Capturé le 1er mars 2003, le cerveau auto-proclamé du 11-Septembre, mieux connu par ses initiales anglaises "KSM", est resté détenu au secret jusqu'à son transfert à Guantanamo en septembre 2006.

"Le programme visait à instiller un sens de désespoir au détenu pour qu'il puisse conclure de lui-même qu'il ferait mieux de coopérer", a encore expliqué l'ancien interrogateur de la CIA.

"KSM a eu droit au menu complet, les autres ont eu quelques plats", a rapporté à l'AFP le colonel Morris Davis, procureur en chef à Guantanamo à l'arrivée des cinq co-inculpés.

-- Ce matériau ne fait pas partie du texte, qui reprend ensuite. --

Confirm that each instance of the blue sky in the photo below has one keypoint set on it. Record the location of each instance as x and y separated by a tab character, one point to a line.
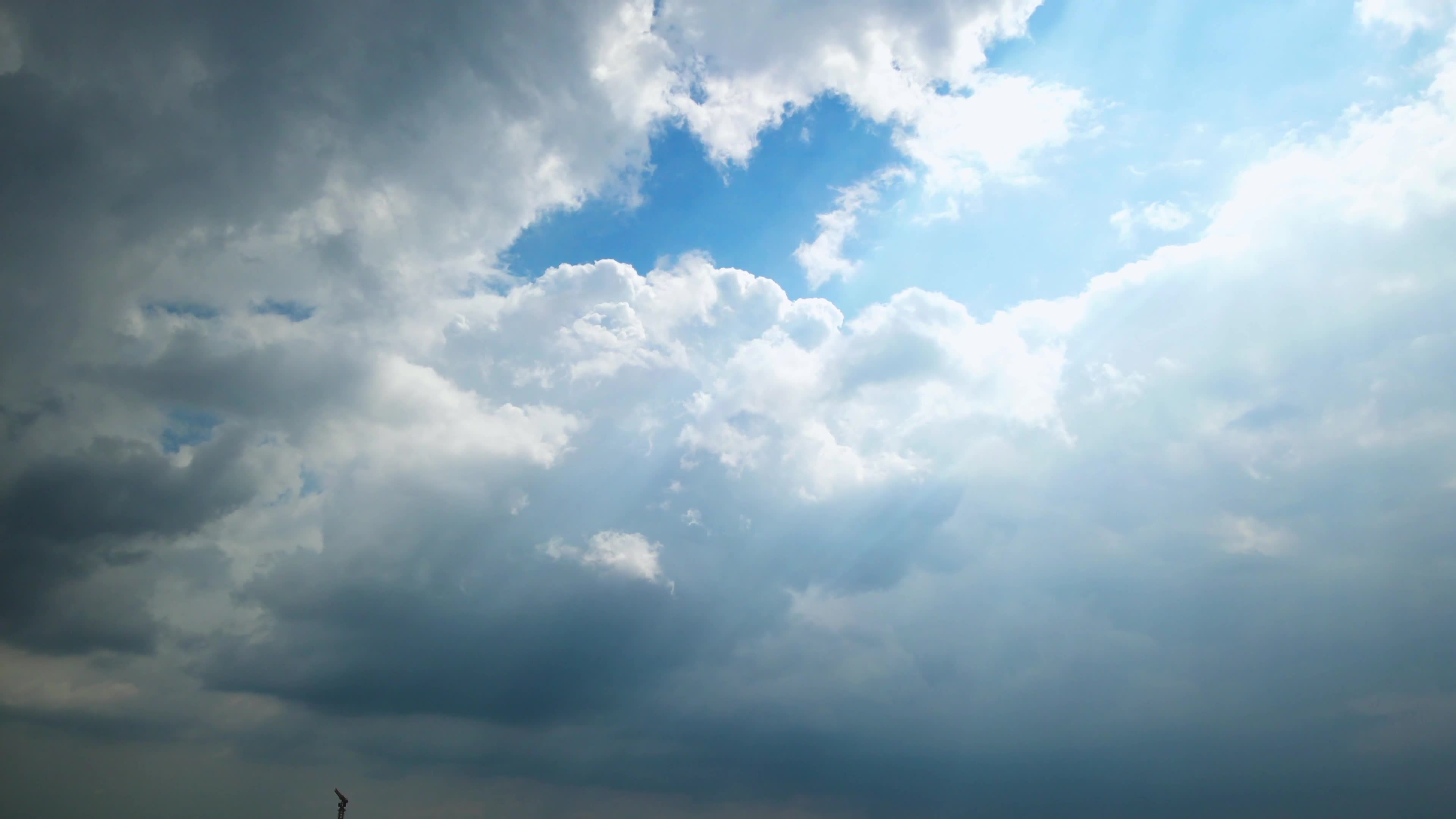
836	410
1187	95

"Tous les cinq ont été torturés de manière différente: manipulation de l'environnement, privation de sommeil, températures extrêmes", a ajouté Anthony Romero, directeur de l'Union américaine pour les libertés civiques (ACLU).

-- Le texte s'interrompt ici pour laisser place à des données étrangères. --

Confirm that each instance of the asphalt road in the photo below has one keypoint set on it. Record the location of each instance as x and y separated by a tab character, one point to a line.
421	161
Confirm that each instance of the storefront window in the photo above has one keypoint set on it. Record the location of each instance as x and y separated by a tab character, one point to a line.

"Il est impossible que justice soit faite quand un accusé a subi une simulation de noyade", a-t-il dit à l'AFP.

Tous les observateurs reconnaissent que la question sera soulevée. "Quand la peine de mort est en jeu, la défense a le droit d'utiliser tout élément démontrant qu'ils ont le droit de vivre et cela comprend la torture", a souligné Adam Thurschwell, spécialiste de la peine capitale qui participe à l'équipe de défense.

James Connell, avocat d'un des cinq accusés, a déjà indiqué qu'il appellerait "des témoins pour comprendre ce qu'il s'est passé dans ces prisons secrètes".

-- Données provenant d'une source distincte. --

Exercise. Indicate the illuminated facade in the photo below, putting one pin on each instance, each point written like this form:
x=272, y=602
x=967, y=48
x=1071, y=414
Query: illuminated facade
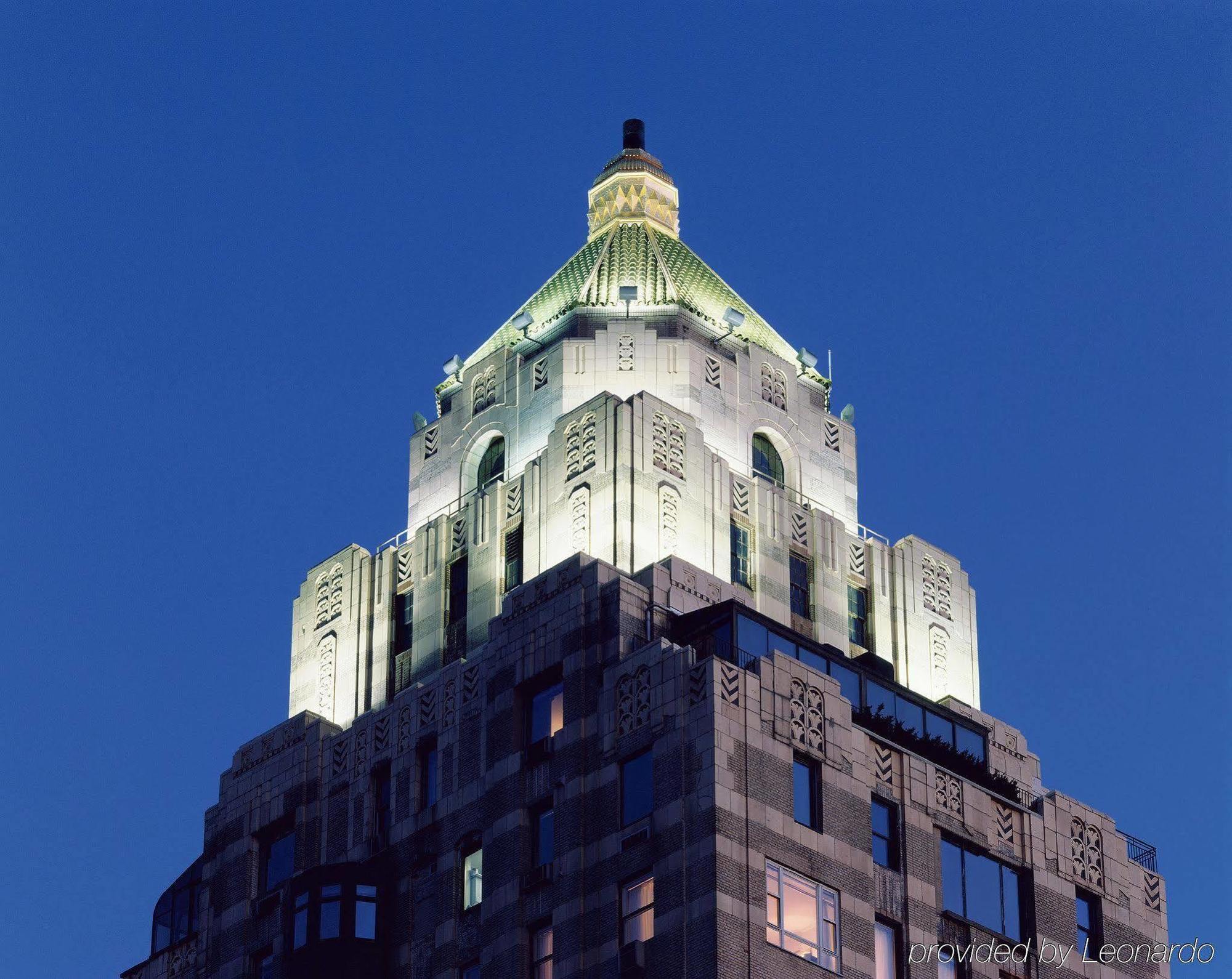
x=634, y=657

Une des règles des tribunaux militaires d'exception "interdit d'utiliser des éléments de preuve recueillis sous la torture, mais il y a des exceptions, c'est à la discrétion du juge", a expliqué à l'AFP l'analyste David Rivkin.

"Aucune déclaration obtenue sous la contrainte ne peut être utilisée" devant une commission militaire, a affirmé à l'AFP l'actuel procureur en chef, le général Mark Martins.

L'accusation avait besoin de déclarations obtenues légalement. C'est chose faite avec le témoignage attendu de Majid Khan, un ancien acolyte de KSM qui a accepté de coopérer en échange d'une réduction de peine.

"S'ils ont d'autres moyens d'obtenir des preuves, cela peut être suffisant pour les déclarer coupables", a déclaré à l'AFP l'amiral Donald Guter, ex-juge militaire représentant Human Rights First.

Kenneth Roth, directeur de l'organisation Human Rights Watch, a déploré que le gouvernement Obama ait "refusé d'enquêter sur les abus commis" par l'administration Bush.

"Dans la guerre contre le terrorisme, la justice n'est pas notre premier objectif, notre boulot est de les empêcher de recommencer", a dit Marc Thiessen, ancien responsable sous George W. Bush. "KSM avait de graves complots en cours, nous devions avoir l'information et il n'y avait pas d'autres moyens", a-t-il dit, "il nous a donné beaucoup de renseignements qu'on n'aurait pas obtenus s'il avait eu un avocat".

"La torture n'est jamais justifiable", a estimé le directeur de l'ACLU, ce procès doit juger "des crimes du 11-Septembre mais aussi des crimes innommables du gouvernement américain qui a utilisé la torture au plus haut niveau".